The boots they gave us were stiff and far too big — they hadn’t got any smaller sizes. So Charlie and I and the others clomped about like clowns, clowns in tin hats and khaki. The uniforms didn’t fit either, so we swapped about until they did. There were some faces from home we recognised in amongst the hundreds of strangers. Nipper Martin, a little fellow with sticking-out ears, who grew turnips on his father’s farm in Dolton, and who played a wicked game of skittles up at The Duke. There was Pete Bovey, thatcher and cider drinker from Dolton too, red-faced and with hands like spades, who we’d often seen around the village in Iddesleigh, thumping away at the thatch, high up on someone’s roof. With us too was little Les James from school, son of Bob James, village rat catcher and wart charmer. He had inherited his father’s gifts with rats and warts and he always claimed to be able to know whether it was going to rain or not the next day. He was usually right too. He always had a nervous tick in one eye that I could never stop looking at when we were in class together.

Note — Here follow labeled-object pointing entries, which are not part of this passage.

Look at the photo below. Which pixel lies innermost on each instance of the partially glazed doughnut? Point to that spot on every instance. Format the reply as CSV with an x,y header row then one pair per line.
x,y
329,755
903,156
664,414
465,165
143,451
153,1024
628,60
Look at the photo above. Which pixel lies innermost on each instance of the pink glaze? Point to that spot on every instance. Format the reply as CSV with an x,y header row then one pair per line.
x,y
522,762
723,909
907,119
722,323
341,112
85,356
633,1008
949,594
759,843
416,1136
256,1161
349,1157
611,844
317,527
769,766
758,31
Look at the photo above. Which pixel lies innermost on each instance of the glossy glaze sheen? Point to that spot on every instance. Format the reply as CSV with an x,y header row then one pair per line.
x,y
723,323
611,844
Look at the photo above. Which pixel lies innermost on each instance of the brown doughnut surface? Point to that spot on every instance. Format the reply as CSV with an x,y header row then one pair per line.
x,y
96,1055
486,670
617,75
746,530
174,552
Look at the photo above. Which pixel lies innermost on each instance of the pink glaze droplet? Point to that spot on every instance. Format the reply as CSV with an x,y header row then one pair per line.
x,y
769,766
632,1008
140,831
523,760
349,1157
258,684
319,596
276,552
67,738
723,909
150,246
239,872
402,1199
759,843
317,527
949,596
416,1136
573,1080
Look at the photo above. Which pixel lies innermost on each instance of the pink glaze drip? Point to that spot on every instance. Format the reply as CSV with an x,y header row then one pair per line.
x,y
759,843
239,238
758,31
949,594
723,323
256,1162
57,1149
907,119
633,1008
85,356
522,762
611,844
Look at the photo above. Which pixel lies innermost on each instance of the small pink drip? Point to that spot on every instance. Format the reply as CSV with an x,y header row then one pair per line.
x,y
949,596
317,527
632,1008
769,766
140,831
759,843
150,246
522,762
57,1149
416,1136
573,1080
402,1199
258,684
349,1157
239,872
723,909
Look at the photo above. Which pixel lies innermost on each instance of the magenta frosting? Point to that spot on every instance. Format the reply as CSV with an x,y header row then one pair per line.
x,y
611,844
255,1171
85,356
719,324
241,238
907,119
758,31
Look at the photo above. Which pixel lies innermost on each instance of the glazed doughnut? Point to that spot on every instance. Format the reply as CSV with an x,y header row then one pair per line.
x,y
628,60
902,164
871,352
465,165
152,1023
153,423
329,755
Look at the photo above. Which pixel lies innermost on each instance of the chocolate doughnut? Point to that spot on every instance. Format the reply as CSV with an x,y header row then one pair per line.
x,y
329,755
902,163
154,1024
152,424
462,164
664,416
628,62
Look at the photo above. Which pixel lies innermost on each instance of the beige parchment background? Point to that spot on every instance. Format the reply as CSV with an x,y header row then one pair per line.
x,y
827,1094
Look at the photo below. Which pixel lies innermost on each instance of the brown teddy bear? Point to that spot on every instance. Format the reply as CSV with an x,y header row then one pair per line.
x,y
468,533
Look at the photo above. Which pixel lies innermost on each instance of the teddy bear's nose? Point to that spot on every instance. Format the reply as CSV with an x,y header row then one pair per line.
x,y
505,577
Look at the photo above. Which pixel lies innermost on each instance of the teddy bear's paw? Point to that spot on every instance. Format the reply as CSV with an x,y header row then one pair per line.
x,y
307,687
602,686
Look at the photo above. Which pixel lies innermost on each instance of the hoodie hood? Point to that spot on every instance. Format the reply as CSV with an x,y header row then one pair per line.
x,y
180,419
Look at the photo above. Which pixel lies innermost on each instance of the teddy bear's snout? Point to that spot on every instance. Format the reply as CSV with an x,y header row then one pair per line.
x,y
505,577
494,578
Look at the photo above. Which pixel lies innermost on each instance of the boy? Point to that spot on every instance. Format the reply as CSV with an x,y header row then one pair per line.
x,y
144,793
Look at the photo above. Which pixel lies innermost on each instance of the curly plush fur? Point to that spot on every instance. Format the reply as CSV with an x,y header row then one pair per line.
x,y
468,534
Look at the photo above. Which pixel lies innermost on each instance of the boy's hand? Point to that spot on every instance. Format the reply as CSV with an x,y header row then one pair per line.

At training camp on Salisbury Plain, living cheek by jowl, we all got to know each other fast, though not necessarily to like one another — that came later. And we got to know our parts, too, how to make believe we were soldiers. We learnt how to wear our khaki costumes — I never did get to wear the scarlet uniform I’d been hoping for — how to iron creases in and iron wrinkles out, how to patch and mend our socks, how to polish our buttons and badges and boots. We learnt how to march up and down in time, how to about-turn without bumping into one another, how to flick our heads right and salute whenever we saw an officer. Whatever we did, we did together, in time — all except for little Les James who could never swing his arms in time with the rest of us, no matter how much the sergeants and corporals bellowed at him. His legs and arms stepped and swung in time with each other, and with no one else, and that was all there was to it. He didn’t seem to mind how often they shouted at him that he had two left feet. It gave us all something to laugh about. We did a lot of laughing in those early days.

They gave us rifles and packs and trenching shovels. We learnt to run up hills with heavy packs, and how to shoot straight. Charlie didn’t have to be taught. On the rifle range he proved to be far and away the best shot in the company. When they gave him his red marksman’s badge I was so proud of him. He was pretty pleased himself, too. Even with the bayonets it was still a game of make-believe. We’d have to charge forward screaming whatever obscenities we knew — and I didn’t know many, not then — at the straw-filled dummies. We’d plunge our bayonets in up to the hilt, swearing and cursing the filthy Hun as we stabbed him, twisting the blade and pulling it out as we’d been taught. “Go for the stomach, Peaceful. Nothing to get hung up on in there. Jab. Twist. Out.”